# Application For Work Permit



## GRETZKY427 (Jan 5, 2013)

I have filled in all that i can on my Application For Work Permit Made Outside Of Canada (IMM129E_WHP_20110317)

But with the part under "Details Of Intended Work In Canada" question 3: Intended location of employment in Canada i put the Province as AB, City/Town as Edmonton but what if we have not secured somewhere to live yet as this i will be organising about 2-3mths before we leave as Alberta residents require 30 days notice for vacancy in rentals apartments. Hence i would just going to put N/A in that field?

Would there be any issue with that or would i be best to contact the Canadian Consulate in my state and query this with them?


----------



## Liam(at)Large (Sep 2, 2012)

I believe the form is looking for the name and address of your intended employer...


----------



## GRETZKY427 (Jan 5, 2013)

Liam(at)Large said:


> I believe the form is looking for the name and address of your intended employer...


But i wont have one until we start looking for work when we land in Edmonton...Work Visa (open work permit) dont require work to be lined up to apply for these visas.


----------



## Liam(at)Large (Sep 2, 2012)

GRETZKY427 said:


> But i wont have one until we start looking for work when we land in Edmonton...Work Visa (open work permit) dont require work to be lined up to apply for these visas.


You can't jut apply for an open work permit!? Generally only spouses of individuals with a work permit (and a job offer and TWP) or student permit are issued open work permits.


----------



## GRETZKY427 (Jan 5, 2013)

Liam(at)Large said:


> You can't jut apply for an open work permit!? Generally only spouses of individuals with a work permit (and a job offer and TWP) or student permit are issued open work permits.


This is actually a work holiday program (open work permit)

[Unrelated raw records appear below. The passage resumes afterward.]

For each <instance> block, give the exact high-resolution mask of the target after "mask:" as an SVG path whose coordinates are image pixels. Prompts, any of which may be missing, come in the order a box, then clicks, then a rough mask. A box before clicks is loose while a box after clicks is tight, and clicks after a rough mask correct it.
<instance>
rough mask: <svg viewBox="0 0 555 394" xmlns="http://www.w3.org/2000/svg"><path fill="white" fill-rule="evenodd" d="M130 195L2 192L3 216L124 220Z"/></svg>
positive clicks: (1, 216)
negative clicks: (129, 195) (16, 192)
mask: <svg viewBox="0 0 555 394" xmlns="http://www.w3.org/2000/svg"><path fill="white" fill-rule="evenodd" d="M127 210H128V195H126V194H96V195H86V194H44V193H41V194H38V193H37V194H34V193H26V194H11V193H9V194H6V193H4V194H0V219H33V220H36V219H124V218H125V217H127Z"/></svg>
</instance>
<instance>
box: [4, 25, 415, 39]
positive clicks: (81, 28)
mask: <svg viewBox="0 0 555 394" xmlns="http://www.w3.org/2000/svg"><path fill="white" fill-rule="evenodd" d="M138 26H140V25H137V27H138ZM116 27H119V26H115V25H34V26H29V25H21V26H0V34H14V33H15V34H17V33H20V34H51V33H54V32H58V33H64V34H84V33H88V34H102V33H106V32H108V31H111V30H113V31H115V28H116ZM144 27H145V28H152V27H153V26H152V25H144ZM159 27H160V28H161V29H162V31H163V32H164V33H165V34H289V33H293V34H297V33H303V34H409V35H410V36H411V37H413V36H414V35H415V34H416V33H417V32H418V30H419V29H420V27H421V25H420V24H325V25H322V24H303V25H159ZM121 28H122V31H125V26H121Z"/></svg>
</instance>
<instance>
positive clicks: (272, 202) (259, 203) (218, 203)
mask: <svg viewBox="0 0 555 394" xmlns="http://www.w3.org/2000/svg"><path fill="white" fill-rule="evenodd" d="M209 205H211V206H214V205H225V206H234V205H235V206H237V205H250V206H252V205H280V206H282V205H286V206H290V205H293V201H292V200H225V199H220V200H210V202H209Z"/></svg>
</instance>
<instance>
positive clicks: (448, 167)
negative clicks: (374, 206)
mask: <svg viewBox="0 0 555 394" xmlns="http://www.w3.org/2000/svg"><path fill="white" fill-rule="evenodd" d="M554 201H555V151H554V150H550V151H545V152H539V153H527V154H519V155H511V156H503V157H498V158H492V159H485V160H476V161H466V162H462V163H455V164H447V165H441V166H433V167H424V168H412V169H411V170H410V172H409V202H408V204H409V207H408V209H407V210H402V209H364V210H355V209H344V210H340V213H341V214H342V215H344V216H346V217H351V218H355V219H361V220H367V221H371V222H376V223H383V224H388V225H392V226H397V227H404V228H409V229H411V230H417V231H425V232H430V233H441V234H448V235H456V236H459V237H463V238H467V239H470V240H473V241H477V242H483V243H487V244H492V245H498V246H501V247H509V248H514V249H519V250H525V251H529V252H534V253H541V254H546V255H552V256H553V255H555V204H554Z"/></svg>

https://www.whpcanada.org.au/working_holiday-vacances_travail.shtml - the permit my wife and i are applying for.


----------



## Liam(at)Large (Sep 2, 2012)

GRETZKY427 said:


> This is actually a work holiday program (open work permit)
> 
> https://www.whpcanada.org.au/working_holiday-vacances_travail.shtml - the permit my wife and i are applying for.

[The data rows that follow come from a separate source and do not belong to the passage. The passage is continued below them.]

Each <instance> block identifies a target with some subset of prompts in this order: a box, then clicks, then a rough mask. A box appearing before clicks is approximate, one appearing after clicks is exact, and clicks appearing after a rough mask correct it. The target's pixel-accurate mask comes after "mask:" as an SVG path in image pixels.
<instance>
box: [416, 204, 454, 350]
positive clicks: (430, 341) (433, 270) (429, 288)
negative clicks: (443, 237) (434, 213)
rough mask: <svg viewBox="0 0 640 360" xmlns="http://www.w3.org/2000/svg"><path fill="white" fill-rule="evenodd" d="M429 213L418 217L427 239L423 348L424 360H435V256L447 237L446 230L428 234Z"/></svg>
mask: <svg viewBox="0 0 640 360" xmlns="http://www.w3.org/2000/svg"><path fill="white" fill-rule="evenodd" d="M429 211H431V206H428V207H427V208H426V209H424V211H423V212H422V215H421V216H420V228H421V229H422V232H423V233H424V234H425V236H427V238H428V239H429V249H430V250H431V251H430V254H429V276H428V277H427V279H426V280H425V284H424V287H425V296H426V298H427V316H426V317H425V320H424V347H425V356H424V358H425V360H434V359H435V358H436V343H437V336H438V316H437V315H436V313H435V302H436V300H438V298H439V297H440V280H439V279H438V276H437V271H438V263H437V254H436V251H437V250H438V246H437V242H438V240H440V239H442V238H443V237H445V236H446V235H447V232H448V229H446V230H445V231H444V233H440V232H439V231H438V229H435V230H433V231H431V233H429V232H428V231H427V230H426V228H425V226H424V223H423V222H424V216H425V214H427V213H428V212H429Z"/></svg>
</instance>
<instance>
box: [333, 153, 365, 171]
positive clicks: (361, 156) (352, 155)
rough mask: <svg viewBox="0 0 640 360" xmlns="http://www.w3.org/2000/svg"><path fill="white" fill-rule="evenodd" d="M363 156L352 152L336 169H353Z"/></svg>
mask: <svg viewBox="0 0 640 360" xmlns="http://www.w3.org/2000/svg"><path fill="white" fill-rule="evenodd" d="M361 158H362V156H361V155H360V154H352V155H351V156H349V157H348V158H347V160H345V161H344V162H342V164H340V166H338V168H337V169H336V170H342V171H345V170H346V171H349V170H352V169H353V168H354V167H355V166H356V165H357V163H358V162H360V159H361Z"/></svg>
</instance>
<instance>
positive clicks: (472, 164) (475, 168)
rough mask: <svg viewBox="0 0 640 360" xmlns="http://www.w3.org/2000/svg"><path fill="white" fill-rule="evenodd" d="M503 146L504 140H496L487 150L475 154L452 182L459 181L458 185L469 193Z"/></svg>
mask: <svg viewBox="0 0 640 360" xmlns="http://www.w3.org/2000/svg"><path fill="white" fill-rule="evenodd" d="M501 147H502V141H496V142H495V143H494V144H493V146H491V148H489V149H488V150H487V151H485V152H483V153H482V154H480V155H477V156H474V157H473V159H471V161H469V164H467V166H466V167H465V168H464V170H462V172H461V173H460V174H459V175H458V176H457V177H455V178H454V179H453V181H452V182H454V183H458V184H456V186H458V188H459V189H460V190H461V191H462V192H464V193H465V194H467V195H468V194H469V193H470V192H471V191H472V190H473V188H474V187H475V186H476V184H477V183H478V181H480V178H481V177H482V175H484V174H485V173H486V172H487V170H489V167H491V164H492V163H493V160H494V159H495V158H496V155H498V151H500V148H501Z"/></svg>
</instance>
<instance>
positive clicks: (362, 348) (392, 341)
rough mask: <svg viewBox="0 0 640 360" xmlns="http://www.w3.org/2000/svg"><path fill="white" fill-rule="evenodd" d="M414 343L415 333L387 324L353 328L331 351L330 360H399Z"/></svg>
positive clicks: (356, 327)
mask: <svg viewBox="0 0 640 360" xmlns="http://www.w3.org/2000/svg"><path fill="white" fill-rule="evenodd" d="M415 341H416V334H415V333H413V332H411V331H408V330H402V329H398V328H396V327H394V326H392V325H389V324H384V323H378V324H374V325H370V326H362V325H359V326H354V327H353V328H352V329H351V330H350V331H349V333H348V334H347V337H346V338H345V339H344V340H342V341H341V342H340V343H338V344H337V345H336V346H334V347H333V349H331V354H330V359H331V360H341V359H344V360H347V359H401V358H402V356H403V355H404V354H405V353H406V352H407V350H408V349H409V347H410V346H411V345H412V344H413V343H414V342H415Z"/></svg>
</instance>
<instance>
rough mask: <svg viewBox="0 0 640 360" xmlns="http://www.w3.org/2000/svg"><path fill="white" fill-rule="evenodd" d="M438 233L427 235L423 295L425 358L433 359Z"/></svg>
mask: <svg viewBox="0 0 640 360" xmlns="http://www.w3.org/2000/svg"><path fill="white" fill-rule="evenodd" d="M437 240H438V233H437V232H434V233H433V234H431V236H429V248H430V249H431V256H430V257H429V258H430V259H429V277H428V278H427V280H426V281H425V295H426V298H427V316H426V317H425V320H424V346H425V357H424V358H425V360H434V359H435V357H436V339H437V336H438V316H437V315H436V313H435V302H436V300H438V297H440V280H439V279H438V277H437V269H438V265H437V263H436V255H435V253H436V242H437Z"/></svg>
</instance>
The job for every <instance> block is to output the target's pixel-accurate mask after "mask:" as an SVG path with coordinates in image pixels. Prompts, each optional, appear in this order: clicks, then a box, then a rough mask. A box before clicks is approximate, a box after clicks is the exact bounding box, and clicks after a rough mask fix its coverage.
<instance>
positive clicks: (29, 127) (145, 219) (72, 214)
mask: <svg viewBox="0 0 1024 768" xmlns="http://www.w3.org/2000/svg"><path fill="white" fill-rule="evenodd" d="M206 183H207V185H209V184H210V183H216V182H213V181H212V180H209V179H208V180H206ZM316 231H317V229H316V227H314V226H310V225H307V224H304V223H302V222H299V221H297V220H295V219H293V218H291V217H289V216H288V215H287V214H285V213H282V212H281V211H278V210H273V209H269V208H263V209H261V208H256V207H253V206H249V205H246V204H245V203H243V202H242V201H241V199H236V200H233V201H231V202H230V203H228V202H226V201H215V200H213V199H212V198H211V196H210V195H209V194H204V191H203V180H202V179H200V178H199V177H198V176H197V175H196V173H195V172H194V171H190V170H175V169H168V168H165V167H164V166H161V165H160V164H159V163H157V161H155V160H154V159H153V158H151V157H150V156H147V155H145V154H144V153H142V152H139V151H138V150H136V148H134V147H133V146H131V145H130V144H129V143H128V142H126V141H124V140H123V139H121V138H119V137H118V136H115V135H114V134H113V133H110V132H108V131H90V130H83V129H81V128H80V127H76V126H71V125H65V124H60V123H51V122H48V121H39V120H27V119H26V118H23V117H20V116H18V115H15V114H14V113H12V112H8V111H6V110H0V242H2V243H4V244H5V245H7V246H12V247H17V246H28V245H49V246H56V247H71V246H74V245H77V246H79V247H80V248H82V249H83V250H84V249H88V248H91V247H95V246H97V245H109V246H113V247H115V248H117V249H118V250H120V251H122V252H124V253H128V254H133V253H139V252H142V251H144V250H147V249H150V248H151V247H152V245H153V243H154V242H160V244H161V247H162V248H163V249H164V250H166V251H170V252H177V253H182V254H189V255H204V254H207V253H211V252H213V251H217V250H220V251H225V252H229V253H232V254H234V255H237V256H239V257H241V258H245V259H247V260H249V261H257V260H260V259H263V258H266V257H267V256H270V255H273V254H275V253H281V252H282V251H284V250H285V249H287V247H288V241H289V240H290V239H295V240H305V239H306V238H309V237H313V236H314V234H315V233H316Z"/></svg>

"For working holiday applicants, any declaration on this section “Details of Intended Work in Canada” has no bearing on your work permit as you will be issued an OPEN work permit and is therefore not restricted to working for one employer nor restricted to the start and end date on your offer of employment. An explanation is available at http://www.whpcanada.org.au/work_permit.shtml. If there are mandatory or required fields to complete in this section, such as the Job Title and Duties, which you are unsure of or don’t have information on, just type "NA" or "not applicable".

If you have an employer in Canada, type the name of employer. Attach a copy of the offer of employment if one is available. If you are employed by a foreign employer who provides services to a Canadian entity, indicate the name and foreign address of this employer.

Expected start and end dates of your work in Canada – can be left blank

7-digit number of your valid Labour Market Opinion (LMO) – can be left blank"

https://www.whpcanada.org.au/cic.shtml


----------



## GRETZKY427 (Jan 5, 2013)

Liam(at)Large said:


> "For working holiday applicants, any declaration on this section “Details of Intended Work in Canada” has no bearing on your work permit as you will be issued an OPEN work permit and is therefore not restricted to working for one employer nor restricted to the start and end date on your offer of employment. An explanation is available at http://www.whpcanada.org.au/work_permit.shtml. If there are mandatory or required fields to complete in this section, such as the Job Title and Duties, which you are unsure of or don’t have information on, just type "NA" or "not applicable".
> 
> If you have an employer in Canada, type the name of employer. Attach a copy of the offer of employment if one is available. If you are employed by a foreign employer who provides services to a Canadian entity, indicate the name and foreign address of this employer.
> 
> ...


Many thanks that what i wrote N/A.


----------